Algo me faz aproximar-se mais ainda do corpo, a fim de tentar identificar a garota morta, e me arrependo tanto por isso...

É Nicole...

Oh, meu Deus!

     — Henry! — chamo por ele e passo a chorar de desespero. — É Nicole! — aponto o dedo e não consigo tirar os olhos dela.

Eu sei quem fez isso.

Ele nos trouxe até aqui, ele sabia que Henry seria curioso o suficiente a ponto de virmos até o corpo que eu matei.

Eu sei, foi ele que usou meu corpo, mas se eu fosse forte o suficiente eu conseguiria ter controle sobre o mesmo, e ninguém sairia morto. Nicole não estaria morta e nem os moradores que sumiram de nossa cidade.

     — Eles já estão vindo — ouço Henry falar de longe, e logo sinto seus braços à minha volta. — Fique calma... — pede ele e finalmente consigo desgrudar os olhos do corpo da nossa colega de trabalho.


Depois de alguns minutos de agonia ouvimos passos ao longe, e algumas luzes vindo em nossa direção. Eram os policiais, com lanternas e murmurando alguma coisa.

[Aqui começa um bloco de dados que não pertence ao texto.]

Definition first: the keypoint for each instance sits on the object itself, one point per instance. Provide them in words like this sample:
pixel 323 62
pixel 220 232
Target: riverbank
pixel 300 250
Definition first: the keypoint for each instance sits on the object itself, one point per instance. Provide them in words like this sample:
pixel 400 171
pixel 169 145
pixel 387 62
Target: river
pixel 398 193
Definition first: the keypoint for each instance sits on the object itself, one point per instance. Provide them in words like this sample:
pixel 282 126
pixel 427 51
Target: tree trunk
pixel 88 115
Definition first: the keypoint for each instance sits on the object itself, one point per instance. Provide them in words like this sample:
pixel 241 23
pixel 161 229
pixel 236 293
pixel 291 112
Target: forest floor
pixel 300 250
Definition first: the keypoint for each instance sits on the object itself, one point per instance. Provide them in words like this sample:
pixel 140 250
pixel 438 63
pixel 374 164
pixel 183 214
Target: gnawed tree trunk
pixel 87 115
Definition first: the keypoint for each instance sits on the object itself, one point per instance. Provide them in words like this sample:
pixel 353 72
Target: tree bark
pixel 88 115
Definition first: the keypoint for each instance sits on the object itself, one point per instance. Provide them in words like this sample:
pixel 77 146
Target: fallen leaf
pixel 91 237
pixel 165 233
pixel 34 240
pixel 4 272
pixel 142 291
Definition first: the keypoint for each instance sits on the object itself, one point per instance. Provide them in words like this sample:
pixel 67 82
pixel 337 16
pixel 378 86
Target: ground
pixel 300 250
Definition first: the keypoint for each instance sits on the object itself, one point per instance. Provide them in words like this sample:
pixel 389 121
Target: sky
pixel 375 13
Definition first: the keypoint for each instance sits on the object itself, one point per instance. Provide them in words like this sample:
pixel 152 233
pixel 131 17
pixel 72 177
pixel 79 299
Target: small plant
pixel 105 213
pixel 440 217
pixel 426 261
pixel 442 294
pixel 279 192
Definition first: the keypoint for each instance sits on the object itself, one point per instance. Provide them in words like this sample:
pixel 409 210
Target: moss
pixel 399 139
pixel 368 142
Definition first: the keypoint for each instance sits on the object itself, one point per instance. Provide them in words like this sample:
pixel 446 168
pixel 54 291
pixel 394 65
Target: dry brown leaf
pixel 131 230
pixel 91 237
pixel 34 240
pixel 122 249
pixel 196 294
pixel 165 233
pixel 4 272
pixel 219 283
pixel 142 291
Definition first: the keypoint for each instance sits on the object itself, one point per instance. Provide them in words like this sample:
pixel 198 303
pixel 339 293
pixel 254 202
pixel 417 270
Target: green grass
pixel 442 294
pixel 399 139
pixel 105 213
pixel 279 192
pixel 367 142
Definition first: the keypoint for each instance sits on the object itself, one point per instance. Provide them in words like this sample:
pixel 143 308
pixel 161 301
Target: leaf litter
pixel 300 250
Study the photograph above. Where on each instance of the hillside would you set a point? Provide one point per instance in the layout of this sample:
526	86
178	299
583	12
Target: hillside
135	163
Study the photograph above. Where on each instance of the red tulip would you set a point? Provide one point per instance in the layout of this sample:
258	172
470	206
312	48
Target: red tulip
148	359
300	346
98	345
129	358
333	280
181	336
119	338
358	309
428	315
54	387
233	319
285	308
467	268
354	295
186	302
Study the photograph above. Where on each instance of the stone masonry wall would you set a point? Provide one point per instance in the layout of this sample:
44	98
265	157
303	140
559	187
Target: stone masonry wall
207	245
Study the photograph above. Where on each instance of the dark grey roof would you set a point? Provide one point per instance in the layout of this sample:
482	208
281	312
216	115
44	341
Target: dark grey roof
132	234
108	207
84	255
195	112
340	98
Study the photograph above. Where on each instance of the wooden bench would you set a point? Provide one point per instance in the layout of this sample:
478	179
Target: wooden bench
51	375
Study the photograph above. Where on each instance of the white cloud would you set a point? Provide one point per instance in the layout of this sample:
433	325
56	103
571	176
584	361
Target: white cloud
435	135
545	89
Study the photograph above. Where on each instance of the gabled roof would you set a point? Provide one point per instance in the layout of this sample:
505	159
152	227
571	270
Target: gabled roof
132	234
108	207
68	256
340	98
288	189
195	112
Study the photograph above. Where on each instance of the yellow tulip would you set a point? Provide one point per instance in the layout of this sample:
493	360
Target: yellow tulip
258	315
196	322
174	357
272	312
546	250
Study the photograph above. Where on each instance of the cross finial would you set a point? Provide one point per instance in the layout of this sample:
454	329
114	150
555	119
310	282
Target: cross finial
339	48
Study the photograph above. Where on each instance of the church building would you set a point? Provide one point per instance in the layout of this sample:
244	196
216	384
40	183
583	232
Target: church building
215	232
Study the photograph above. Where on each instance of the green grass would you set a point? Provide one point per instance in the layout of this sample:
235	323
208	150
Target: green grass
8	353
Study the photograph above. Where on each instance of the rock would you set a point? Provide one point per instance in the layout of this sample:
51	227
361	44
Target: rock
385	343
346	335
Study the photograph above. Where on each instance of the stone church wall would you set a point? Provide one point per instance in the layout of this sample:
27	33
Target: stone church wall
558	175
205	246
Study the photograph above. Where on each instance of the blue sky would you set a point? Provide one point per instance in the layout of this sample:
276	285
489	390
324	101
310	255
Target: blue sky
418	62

     — Está tudo bem com vocês?  Srta. Lee? — um homem fala com a gente, e logo percebo que era o investigador que tinha vindo em minha casa hoje. Ao nosso lado alguns policiais investigavam tudo ao redor e uma mulher com luvas olhava o corpo de Nicole.
     — Achei que tinha visto alguma coisa, então viemos até aqui e a encontramos, Sr. Hurt... Vamos precisar ir na delegacia para contar o que vimos? — Henry pergunta, um pouco atordoado.
     — Não, Sr. Styles, foi bom que a encontraram, para que possamos investigar melhor tudo isso. Não é bom saber que corpos sumiram sem ao menos deixarem pistas. São vários fatores que fazem disto algo assustador — ele responde, e consigo perceber a decepção nítida em seu rosto. — Aliás, eu sugiro que vocês não andem por aí desprotegidos... Há alguém muito perigoso solto e acreditamos que essa pessoa não está sozinha... — continua, olhando pros lados, como se procurasse alguma coisa. — Ela parece ser esperta, mas não vou deixar ir tão longe — termina e eu tento não ficar mais temerosa.

Isso estava começando a ficar perigoso demais e eu estava com medo. Harry quer fazer alguma coisa e está precisando da minha ajuda, eu não sei o que ele está planejando, mas pessoas vão continuar morrendo e tenho medo de que o Sr. Paul consiga saber quem está fazendo tudo isso, ou eu serei presa em prisão perpétua ou ele também será morto, assim como qualquer um que tentar descobrir o que está acontecendo.

     — Bem, estamos cansados e Melissa está exausta. Podemos ir? — Henry pergunta e saio do meu devaneio.

Estou precisando mesmo descansar, se eu conseguir,  é claro.

     — Claro, claro. Boa noite, e tomem cuidado — ele despede-se de nós com um aperto de mão.

Henry me puxa e seguimos novamente para a parte do cemitério que todos conhecem.

     — Sinceramente, Henry, você não deveria ter se encorajado tanto daquela maneira, algum... algum louco poderia estar lá... — digo, me referindo ao Harry, assim que chegamos perto do meu carro. Ele se vira para mim e mesmo depois de ter visto o que vimos parece bem calmo. Eu queria poder ter esse auto-controle que ele tem, ele é centrado e parece saber o que quer. Eu deveria ser assim...
     — Eu sei, desculpa, mas eu fiquei bem curioso... eu vi alguma coisa passando, Melissa. Se você estivesse no meu mesmo ângulo de vista, com certeza iria ver também. — Ele parece preocupado com o que eu estou pensando. Mas para que isso agora? Eu acabei de ver o corpo da nossa ex-colega de trabalho com os órgãos postos a céu aberto!
     — Eu acredito em você, está bem? Só fiquei preocupada com tudo isso... — confesso.
     — Eu sei como deve estar se sentindo... mas precisamos nos dar apoio agora, precisamos ficar juntos — ele fala lentamente e toca no meu rosto com o dedo médio. Sinto um pequeno frio na barriga e lhe dou o melhor que posso de um sorriso. Ele tem razão... mas é o certo? Ele não vai correr algum perigo se eu passar a ficar tão próxima assim?

Eu não posso vacilar...

     — Você precisa descansar, Melissa, está exausta... — ele informa, passando seu dedo delicadamente abaixo do meu olho.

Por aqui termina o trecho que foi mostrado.